July 25, 2008 – 5:23 PM

“Gmalware” may be coming soon to your iGoogle page.

In two weeks, at the Black Hat Conference on Wednesday, Aug. 6, Cenzic senior security analyst Tom Stracener and security researcher Robert Hansen, better known as “RSnake,” plan to demonstrate a zero-day vulnerability that affects Google Gadgets.

“At the core of the talk is the concept of Gmalware, which is basically a malicious gadget,” said Stracener. “The idea is that gadgets are supported by the gmodule domain and security architecture.
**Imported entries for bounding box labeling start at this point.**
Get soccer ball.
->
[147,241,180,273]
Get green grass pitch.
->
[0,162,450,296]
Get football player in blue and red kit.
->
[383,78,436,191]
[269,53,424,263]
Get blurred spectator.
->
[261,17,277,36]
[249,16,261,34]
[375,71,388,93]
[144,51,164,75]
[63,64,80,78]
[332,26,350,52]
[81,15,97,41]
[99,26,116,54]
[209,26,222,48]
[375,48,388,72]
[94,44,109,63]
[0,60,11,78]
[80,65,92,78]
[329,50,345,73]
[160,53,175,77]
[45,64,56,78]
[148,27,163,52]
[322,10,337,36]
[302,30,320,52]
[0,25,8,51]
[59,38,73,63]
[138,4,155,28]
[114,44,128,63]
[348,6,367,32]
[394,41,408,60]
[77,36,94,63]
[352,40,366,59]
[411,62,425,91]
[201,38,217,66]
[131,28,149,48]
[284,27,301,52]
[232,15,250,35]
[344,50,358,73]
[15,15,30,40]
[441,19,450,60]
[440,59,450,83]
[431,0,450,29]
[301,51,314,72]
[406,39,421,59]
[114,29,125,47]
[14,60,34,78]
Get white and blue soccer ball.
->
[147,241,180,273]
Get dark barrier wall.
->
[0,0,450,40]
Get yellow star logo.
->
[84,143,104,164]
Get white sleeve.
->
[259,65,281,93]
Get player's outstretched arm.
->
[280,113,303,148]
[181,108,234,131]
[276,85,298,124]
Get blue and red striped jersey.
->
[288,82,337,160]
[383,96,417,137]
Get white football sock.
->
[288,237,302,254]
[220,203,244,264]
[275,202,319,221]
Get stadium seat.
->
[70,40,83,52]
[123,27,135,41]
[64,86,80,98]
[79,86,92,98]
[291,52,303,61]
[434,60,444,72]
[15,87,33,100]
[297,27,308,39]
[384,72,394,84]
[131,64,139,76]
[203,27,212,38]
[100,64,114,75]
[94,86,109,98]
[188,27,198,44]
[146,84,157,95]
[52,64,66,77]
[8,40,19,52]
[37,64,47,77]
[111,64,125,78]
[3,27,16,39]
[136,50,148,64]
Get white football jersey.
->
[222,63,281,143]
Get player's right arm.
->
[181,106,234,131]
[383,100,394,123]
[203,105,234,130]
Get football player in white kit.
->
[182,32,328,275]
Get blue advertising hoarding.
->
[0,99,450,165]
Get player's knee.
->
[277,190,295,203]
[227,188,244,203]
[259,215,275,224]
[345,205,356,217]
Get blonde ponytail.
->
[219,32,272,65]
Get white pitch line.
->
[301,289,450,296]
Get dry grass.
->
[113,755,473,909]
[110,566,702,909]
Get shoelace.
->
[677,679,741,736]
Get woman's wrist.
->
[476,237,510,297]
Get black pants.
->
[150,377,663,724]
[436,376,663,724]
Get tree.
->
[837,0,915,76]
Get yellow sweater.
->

And with the current security architecture, it doesn’t protect individuals from malicious gadgets very well. Nor does it protect gadgets from one another.”

Google Gadgets, said Stracener, are vulnerable to information theft, deceptive practices, content spoofing, and authentication issues.

A Google Gadget, for example, can log you into an account without your knowledge and monitor your Google Search queries, Stracener explained. It can also be made to attack another Google Gadget and steal information.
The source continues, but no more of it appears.